Search code examples
xmlawkdata-extractionxmlstarlet

Extract N strings from an xml based file


I am currently fighting with awk to extract multiple strings from xml based files, and export those strings in a csv format

below snippet of the tags I am trying to get :

    <GroupInfo Description="" Name="Site 2" Path="My Company\Site 2"/>
    ...
    ...
    <PrivateInsightServerList EnableEntireServerList="1" >
      <PrivateInsightServer Address="douda" LegacyClientSupport="1" Port="80" Protocol="HTTP"/>
    </PrivateInsightServerList>
    <PrivateInsightServerList EnableEntireServerList="1" >
      <PrivateInsightServer Address="douda2" LegacyClientSupport="0" Port="443" Protocol="HTTPS"/>
    </PrivateInsightServerList>

I do not know how to parse the file knowing the amount of servers from the xml can vary from 0 to N, but always are with the same structure.

Ideally, I am looking for the following in a csv, and add the N servers from the same xml file to the same line like this :

path,address,port,protocol

eg. from the snippet :

My company\site 2,douda,80,HTTP,douda2,443,HTTPS

Solution

  • Since it's required, and you haven't provided it, I have assumed your root XML element is simply "<root>".

    The XML isn't nicely nested (I would have expected PrivateInsightServerList to be a child of GroupInfo), we will need a little trickery.

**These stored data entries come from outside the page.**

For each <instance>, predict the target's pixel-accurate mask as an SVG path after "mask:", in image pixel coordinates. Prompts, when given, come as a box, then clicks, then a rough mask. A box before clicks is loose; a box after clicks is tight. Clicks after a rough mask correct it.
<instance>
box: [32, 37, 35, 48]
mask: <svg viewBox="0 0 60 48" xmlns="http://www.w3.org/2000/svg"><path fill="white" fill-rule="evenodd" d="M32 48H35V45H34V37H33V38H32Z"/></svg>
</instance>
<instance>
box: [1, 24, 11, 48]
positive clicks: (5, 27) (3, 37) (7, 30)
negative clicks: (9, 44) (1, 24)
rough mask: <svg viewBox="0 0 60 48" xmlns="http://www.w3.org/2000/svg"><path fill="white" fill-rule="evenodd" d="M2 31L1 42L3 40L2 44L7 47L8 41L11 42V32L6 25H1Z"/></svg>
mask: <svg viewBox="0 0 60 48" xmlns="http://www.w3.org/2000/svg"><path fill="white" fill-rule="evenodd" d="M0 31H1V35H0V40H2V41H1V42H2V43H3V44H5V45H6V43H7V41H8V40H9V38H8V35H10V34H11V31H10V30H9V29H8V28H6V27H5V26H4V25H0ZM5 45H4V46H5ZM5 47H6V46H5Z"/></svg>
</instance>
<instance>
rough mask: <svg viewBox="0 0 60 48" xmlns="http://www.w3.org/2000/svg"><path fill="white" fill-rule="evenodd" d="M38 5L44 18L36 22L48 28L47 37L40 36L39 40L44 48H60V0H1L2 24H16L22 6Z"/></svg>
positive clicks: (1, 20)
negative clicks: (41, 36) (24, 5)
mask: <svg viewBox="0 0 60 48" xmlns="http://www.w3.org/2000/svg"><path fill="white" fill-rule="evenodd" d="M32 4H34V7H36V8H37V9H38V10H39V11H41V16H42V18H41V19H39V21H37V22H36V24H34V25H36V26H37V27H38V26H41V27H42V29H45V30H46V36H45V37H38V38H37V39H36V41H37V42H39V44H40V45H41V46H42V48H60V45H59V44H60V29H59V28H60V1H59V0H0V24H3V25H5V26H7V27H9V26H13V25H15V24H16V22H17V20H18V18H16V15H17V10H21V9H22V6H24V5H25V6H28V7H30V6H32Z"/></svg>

No matter.

    First, with xmlstarlet

    xml sel -t -m '/root/GroupInfo' --var groupinfo=@Path \
      -m '/root/PrivateInsightServerList[@EnableEntireServerList=1]' \
        -v '$groupinfo' -o "," \
        -v PrivateInsightServer/@Address -o "," \
        -v PrivateInsightServer/@Port -o "," \
        -v PrivateInsightServer/@Protocol -nl \
      input.xml
    
    • -m '/root/GroupInfo' --var groupinfo=@Path this stores the Path attribute in a variable for later use
    • -m '/root/PrivateInsightServerList[@EnableEntireServerList=1]' limits the nodes selected in case EnableEntireServerList is not 1
    • each -v ... -o "," outputs the values we want, followed by newline (-nl)

    (Instead of a variable to cache Path you could also use a "sibling" XPath like -v //GroupInfo/@Path but that may not work reliably, like I said the XML doesn't appear "nice" to me.)

    Since you've also tagged this with awk, I'll assume you have a recent gawk and gawkextlib with the XML module (not that you can't do it in plain awk, but it's not very productive if learning about XML parsing isn't the task at hand).

    @load "xml"
    
    XMLSTARTELEM &&
      XMLPATH~/GroupInfo$/ { mypath=XMLATTR["Path"] }
    XMLSTARTELEM &&
      XMLPATH~/PrivateInsightServerList$/ { ok=XMLATTR["EnableEntireServerList"] }
    XMLSTARTELEM &&
       XMLPATH~/PrivateInsightServerList[/]PrivateInsightServer/ {
         if(ok==1) printf("%s,%s,%s,%s\n",
                   mypath,XMLATTR["Address"],XMLATTR["Port"],XMLATTR["Protocol"])
    }
    

    This is a little primitive (I've not yet used the DOM xmltree module), there are three blocks above, each triggers on XMLSTARTELEM and inspects the XMLPATH containing the full XPath of the element. The first two blocks cache the Path and EnableEntireServerList, the final one prints out the CSV as required.

    Run with gawk -f parse.awk input.xml (by "recent" I mean gawk-4.1 or later)

    I would expect either method could have problems depending on the XML schema and ordering of data.